Slater & Gordon says it owes a total of $761 million, as of 30 June 2017, which it cannot pay down and the debt level is greater than the value of the company which means shareholders will get nothing if it moves to insolvency.
"If the recapitalisation is not implemented, the directors consider that Slater & Gordon will not be in a position to repay any amounts due under the syndicated facility agreement when they become payable," says chairman John Skippen.
"Accordingly, the directors consider that, without implementation of the recapitalisation, Slater & Gordon will become insolvent."
Skippen says that an independent expert has confirmed its secured debt "materially exceeds total enterprise value" and there was no other alternative but to proceed with the recapitalisation plan.
"Therefore, in the event that the recapitalisation was not implemented and Slater & Gordon became insolvent, shareholders would most likely receive nothing because the assets of Slater & Gordon are not sufficient to fully satisfy its secured debt obligations, let alone the claims of other secured creditors, unsecured creditors or any interests of shareholders," Skippen says.
"In addition, the value of Slater and Gordon's business may be further eroded due to the loss of current employees and clients that would likely occur as a result of entering an insolvency process."
Slater & Gordon posted a loss of $546.8 million for the 2016-17 financial year, coming on the back of the previous year's impairment-heavy loss of $1.01bn.
The main cause of the company's billion dollar fall from grace was its disastrous $1.3 billion acquisition of British professional services firm Quindell in 2015 which led to two class actions by aggrieved shareholders.
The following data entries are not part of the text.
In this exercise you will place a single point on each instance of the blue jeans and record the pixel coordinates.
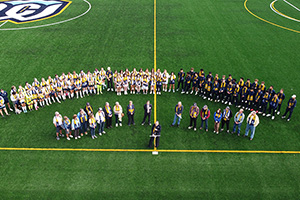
(92, 131)
(252, 130)
(237, 125)
(206, 123)
(83, 127)
(101, 127)
(175, 119)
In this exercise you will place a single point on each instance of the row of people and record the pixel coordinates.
(220, 117)
(242, 93)
(229, 91)
(57, 89)
(86, 119)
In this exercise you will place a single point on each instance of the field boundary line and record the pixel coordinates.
(264, 20)
(291, 5)
(150, 150)
(55, 23)
(280, 13)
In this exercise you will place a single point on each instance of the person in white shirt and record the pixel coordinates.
(15, 100)
(58, 123)
(100, 118)
(118, 114)
(252, 122)
(165, 78)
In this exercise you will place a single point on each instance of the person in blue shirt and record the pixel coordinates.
(273, 106)
(250, 99)
(243, 96)
(67, 127)
(217, 118)
(76, 126)
(83, 118)
(109, 77)
(257, 99)
(180, 81)
(236, 93)
(178, 114)
(222, 90)
(238, 120)
(2, 106)
(187, 83)
(271, 91)
(215, 90)
(130, 113)
(201, 84)
(281, 97)
(155, 133)
(290, 108)
(264, 103)
(5, 97)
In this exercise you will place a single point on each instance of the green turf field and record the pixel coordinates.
(218, 36)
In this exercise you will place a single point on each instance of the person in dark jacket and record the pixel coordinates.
(147, 113)
(155, 133)
(130, 113)
(226, 116)
(108, 115)
(290, 108)
(178, 113)
(5, 97)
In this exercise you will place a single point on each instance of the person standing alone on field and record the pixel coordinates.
(252, 122)
(155, 133)
(178, 113)
(130, 113)
(226, 116)
(58, 123)
(290, 108)
(194, 112)
(238, 120)
(205, 114)
(147, 113)
(217, 118)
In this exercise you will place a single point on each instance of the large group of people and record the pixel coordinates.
(239, 92)
(220, 118)
(86, 119)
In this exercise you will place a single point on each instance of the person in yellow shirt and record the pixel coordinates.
(118, 114)
(194, 112)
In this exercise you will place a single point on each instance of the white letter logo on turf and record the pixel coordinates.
(18, 11)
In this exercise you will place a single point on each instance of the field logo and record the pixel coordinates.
(18, 11)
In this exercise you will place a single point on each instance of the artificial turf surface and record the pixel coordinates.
(218, 36)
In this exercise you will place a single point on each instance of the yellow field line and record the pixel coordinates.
(155, 67)
(245, 5)
(282, 13)
(150, 150)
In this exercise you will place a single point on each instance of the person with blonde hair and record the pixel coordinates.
(58, 123)
(76, 126)
(217, 118)
(238, 120)
(118, 114)
(93, 125)
(252, 122)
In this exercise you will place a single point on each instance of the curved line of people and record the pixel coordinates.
(242, 93)
(227, 90)
(86, 119)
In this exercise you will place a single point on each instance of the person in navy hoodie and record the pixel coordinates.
(217, 118)
(273, 106)
(290, 108)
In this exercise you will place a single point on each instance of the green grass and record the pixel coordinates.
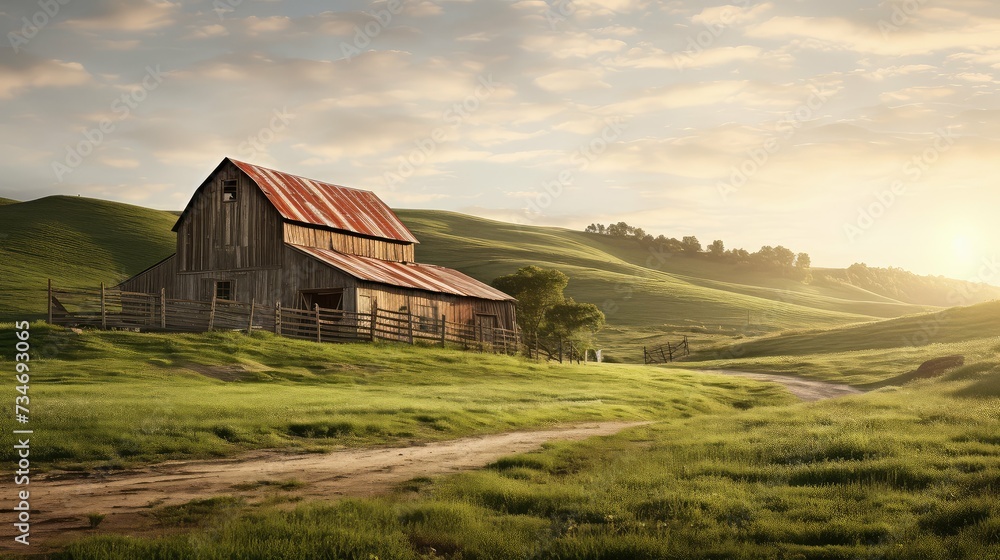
(958, 324)
(867, 355)
(902, 473)
(81, 242)
(116, 399)
(77, 242)
(648, 298)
One of those class actions was settled in July for $36.5 million.
Slater & Gordon meanwhile filed its own lawsuit against UK-based Watchstone Group over the sale of Quindell, alleging the company and its senior managers made "fraudulent misrepresentations" over the deal.
Since the purchase of Quindell, and the subsequent legal troubles and heavy losses, shares in the company, which traded at just over $8.00 two years ago, are now at just $0.07.
Under the scheme of arrangement with its senior lenders, a consortium of hedge funds led by Anchorage Capital Partners, Slater & Gordon says its debt will effectively be reduced from $761 million to no more than $125 million.
Slater & Gordon (Australia) will be released from its obligation to pay the debt from its UK division which mostly stems from a $375 million loan as part of the Quindell acquisition. It senior lenders will take control of the UK subsidiary.
A vote on the recapitalisation of its debt structure will be held at the AGM.